Fiziğin öneminin ve hizmet ettiği alanların bilinmeyişine verilip hoş görülebilecek soru.
En basit şekliyle maddenin ve enerjinin etkileşimini iceleyen bilim dalı olarak tanımlanabilecek fizik, istisnasız her maddenin gerek karakteristiğini ortaya koyarken gerekse faz ve karakteristik dönüşümlerinde enerji kullanımından dolayı temel bilimlerin anası olarak anılır.
Fizik için bir diğer tanım olarak da madde ve maddesel etkileşimleri bunların bileşenleri ile inceleyen bilim dalı diyebiliriz.
Fiziğin önemini kavramak için öncelikle adından başlamak, uykunuzu getirebilecek bir ansiklopedik bilgi olsa da gereklidir.
Yunanca "doğa" anlamına gelen sözcükten türeyen fizik, isminden dolayı çok uzun süre "doğa felsefesi" olarak algılanmış ve bu durum 19 yy. ortalarına kadar dahi devam etmiştir. Cansız varlıklarla ilgilenen fizik, canlı varlıklarla ilgilenen bilim dallarına da azımsanamaz katkılar sağlar.
Kimya, biyoloji de doğa bilimleri olarak bilinseler de otoritelerin istisnasız olarak üzerinde anlaştıkları nokta en temel doğa biliminin fizik olduğudur.
Mühendislik alanları ve hatta tıp gibi bilimlerle ilgisi olmadığı düşünülen fizik, bu alanlara da sayısız yararlar sağlamıştır. Hatta bu alanların birçoğu fizikten türeyerek gelişimlerini sürdürmüşlerdir.
Fiziğe en yakın bilim dalı olarak kimya gösterilebilir. Maddenin iç etkileşimlerini inceleyen kimya birçok noktada fizik ile iç içe geçmekte ve ortak çalışmalar yapmaktadır.

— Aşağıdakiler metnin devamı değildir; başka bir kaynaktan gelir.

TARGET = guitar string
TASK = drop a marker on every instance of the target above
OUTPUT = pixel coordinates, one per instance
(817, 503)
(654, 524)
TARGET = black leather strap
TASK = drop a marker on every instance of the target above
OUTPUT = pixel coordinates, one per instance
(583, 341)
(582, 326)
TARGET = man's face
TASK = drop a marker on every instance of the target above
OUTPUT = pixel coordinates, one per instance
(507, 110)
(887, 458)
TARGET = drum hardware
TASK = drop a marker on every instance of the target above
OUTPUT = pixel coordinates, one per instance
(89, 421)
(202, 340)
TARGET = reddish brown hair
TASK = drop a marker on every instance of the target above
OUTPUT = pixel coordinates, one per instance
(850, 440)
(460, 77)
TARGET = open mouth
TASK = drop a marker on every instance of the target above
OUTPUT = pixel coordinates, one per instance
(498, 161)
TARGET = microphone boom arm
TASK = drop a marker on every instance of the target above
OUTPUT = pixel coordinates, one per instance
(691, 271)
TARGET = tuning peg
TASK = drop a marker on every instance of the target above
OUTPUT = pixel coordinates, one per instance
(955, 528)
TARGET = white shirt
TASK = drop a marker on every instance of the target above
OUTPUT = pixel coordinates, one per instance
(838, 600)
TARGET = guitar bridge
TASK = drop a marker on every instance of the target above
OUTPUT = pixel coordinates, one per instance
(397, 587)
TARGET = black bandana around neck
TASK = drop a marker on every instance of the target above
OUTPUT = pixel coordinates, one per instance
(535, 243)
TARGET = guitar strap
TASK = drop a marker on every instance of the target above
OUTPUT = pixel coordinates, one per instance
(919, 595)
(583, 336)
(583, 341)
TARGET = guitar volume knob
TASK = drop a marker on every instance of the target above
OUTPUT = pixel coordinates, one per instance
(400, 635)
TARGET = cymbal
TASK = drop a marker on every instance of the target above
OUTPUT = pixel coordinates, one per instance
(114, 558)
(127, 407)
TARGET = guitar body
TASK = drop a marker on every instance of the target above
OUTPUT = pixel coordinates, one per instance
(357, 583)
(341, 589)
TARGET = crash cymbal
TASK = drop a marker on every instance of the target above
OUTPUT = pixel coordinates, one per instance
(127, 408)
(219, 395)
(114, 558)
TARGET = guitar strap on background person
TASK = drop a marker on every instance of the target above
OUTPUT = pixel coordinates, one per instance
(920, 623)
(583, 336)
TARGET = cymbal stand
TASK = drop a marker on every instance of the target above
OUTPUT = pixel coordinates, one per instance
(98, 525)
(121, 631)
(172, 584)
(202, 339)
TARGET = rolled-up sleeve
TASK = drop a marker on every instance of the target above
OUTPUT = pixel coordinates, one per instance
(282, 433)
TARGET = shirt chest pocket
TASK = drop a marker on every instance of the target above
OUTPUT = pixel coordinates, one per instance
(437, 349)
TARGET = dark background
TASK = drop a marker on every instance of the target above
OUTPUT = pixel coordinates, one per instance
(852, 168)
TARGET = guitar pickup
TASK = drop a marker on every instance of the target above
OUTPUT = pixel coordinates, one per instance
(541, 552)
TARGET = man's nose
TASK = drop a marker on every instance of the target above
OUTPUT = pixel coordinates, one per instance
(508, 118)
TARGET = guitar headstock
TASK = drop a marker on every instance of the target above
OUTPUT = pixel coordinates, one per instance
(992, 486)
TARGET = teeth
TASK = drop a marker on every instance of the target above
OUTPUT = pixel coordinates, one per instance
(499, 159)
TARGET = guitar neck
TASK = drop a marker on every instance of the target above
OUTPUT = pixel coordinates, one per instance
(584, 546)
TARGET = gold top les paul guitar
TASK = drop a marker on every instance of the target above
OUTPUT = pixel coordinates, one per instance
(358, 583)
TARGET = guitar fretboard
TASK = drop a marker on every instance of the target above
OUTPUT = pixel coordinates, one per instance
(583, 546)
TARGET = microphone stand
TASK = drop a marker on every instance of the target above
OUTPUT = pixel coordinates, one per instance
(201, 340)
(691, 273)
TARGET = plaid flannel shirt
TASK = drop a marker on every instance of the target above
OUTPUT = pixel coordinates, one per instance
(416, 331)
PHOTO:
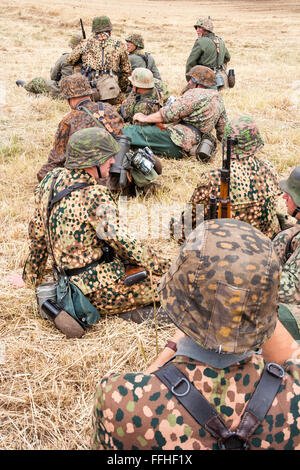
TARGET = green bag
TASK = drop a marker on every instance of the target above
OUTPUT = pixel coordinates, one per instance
(73, 301)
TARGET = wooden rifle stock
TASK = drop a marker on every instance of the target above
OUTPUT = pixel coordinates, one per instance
(82, 29)
(224, 209)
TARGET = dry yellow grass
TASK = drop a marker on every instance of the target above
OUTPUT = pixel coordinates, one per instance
(47, 382)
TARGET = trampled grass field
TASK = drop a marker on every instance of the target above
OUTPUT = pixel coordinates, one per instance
(48, 382)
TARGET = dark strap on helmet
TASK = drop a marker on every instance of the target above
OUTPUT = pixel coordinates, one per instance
(205, 414)
(288, 248)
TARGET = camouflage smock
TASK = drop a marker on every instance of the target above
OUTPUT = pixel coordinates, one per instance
(136, 411)
(204, 52)
(74, 121)
(115, 57)
(140, 58)
(61, 69)
(254, 189)
(289, 291)
(77, 223)
(146, 103)
(200, 107)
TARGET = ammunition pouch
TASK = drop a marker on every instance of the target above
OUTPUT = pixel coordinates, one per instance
(107, 86)
(206, 148)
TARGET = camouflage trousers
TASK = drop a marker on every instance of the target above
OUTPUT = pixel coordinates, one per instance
(119, 298)
(158, 140)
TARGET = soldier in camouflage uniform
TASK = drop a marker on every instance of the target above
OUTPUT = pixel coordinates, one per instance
(77, 91)
(287, 247)
(254, 185)
(60, 70)
(225, 303)
(102, 54)
(83, 224)
(138, 57)
(208, 50)
(195, 114)
(147, 96)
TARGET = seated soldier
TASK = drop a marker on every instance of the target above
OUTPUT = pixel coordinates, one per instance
(193, 116)
(254, 185)
(84, 113)
(221, 292)
(60, 70)
(83, 234)
(138, 57)
(148, 95)
(287, 247)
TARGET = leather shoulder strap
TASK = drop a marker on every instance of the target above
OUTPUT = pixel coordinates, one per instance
(205, 414)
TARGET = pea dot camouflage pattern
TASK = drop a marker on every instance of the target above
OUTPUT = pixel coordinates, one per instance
(222, 290)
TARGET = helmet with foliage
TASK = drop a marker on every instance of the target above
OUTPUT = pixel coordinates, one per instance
(90, 147)
(101, 24)
(202, 75)
(205, 23)
(142, 78)
(136, 39)
(75, 39)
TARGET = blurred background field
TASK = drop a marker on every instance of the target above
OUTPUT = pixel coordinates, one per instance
(47, 382)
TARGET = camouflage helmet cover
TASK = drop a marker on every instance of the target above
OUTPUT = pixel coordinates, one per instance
(142, 78)
(75, 39)
(291, 186)
(136, 39)
(247, 137)
(90, 147)
(74, 86)
(222, 289)
(205, 23)
(203, 75)
(101, 24)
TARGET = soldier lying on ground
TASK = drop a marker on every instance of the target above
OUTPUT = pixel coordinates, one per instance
(147, 96)
(86, 113)
(80, 228)
(287, 247)
(193, 116)
(254, 186)
(225, 303)
(60, 70)
(138, 57)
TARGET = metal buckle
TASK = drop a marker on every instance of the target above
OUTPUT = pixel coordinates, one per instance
(277, 371)
(243, 445)
(181, 380)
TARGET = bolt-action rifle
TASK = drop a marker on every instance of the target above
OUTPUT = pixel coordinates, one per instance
(82, 29)
(221, 207)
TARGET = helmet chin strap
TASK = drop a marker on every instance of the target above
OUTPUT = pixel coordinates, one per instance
(296, 212)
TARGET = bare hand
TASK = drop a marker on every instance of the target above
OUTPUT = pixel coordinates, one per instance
(16, 280)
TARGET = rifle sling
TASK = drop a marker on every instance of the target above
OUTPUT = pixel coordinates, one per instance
(205, 414)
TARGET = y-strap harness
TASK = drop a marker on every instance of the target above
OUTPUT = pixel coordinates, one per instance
(204, 413)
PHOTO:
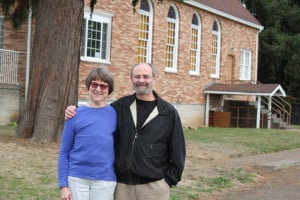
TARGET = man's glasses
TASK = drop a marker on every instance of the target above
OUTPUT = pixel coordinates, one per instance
(94, 85)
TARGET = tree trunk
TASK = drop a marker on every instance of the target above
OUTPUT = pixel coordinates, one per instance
(54, 69)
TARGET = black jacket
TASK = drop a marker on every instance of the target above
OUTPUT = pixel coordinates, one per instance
(154, 152)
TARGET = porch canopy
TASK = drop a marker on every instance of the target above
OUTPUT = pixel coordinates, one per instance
(257, 90)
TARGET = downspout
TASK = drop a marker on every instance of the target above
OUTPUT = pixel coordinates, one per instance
(28, 50)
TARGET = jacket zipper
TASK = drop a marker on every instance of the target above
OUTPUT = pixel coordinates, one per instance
(133, 144)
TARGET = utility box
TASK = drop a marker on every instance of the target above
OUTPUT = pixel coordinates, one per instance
(219, 119)
(9, 103)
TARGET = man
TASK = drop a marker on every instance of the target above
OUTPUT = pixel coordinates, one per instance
(149, 144)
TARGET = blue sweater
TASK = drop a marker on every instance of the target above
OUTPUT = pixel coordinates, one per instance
(87, 145)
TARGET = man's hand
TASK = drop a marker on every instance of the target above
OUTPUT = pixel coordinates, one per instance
(66, 194)
(70, 112)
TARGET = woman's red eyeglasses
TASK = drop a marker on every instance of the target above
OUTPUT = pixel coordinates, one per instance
(94, 86)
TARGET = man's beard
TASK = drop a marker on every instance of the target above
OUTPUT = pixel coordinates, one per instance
(143, 91)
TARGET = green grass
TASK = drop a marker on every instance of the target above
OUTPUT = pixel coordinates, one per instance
(13, 187)
(40, 182)
(257, 140)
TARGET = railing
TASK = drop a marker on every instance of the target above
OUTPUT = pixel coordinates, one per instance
(8, 66)
(280, 111)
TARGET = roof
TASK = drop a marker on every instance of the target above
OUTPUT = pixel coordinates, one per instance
(232, 9)
(246, 89)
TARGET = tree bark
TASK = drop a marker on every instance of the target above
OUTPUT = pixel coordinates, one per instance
(54, 69)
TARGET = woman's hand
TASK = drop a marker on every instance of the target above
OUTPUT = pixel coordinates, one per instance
(66, 194)
(70, 112)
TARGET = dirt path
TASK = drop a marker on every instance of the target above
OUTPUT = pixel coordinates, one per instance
(202, 161)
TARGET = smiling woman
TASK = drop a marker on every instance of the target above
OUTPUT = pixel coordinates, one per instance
(86, 156)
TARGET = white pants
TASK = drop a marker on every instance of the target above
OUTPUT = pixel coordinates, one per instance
(157, 190)
(85, 189)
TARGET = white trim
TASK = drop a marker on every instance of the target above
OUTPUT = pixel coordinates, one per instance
(223, 14)
(176, 38)
(100, 17)
(150, 31)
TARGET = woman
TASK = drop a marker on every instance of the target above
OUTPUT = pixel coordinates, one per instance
(86, 156)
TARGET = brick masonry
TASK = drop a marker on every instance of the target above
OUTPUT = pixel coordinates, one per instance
(183, 90)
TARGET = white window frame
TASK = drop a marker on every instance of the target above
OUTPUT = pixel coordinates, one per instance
(217, 61)
(198, 43)
(175, 44)
(98, 17)
(1, 31)
(149, 39)
(245, 64)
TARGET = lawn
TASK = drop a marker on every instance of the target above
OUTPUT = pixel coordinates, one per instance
(28, 170)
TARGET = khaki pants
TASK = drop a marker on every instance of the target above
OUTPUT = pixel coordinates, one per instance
(157, 190)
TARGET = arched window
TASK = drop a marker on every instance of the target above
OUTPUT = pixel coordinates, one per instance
(145, 32)
(215, 50)
(245, 66)
(195, 45)
(172, 40)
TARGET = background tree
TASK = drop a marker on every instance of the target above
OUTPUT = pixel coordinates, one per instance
(55, 59)
(279, 53)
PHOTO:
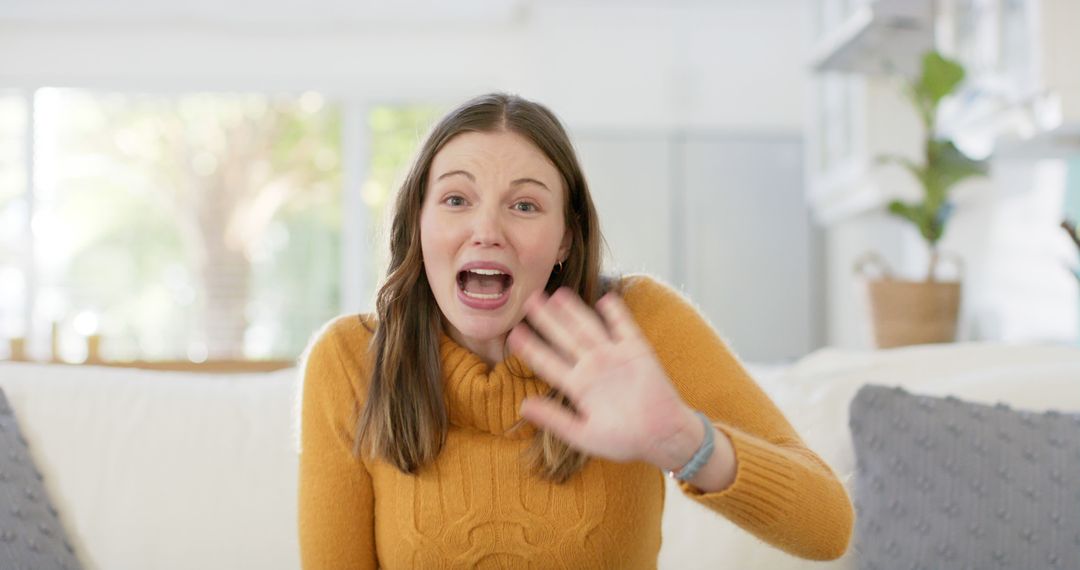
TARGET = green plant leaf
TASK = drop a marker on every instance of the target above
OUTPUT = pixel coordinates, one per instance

Fiziğin yegane yardımcısı ise matematiktir. Birçok matematiksel çıkarım fiziğe hizmet için geliştirilmiştir.
Fizikçilerin matematik alanında nobel aldığı gerçeği de bu noktadan çıkmaktadır. Tüm fizikçiler aynı zamanda iyi bir matematikçi olmak zorundadır.
Matematik kitaplarında "ünlü matematikçi Einstein", fizik kitaplarında ise "ünlü fizikçi Einstein" cümlelerinin geçmesi de bu durumun örneklenmesinde kullanılabilir.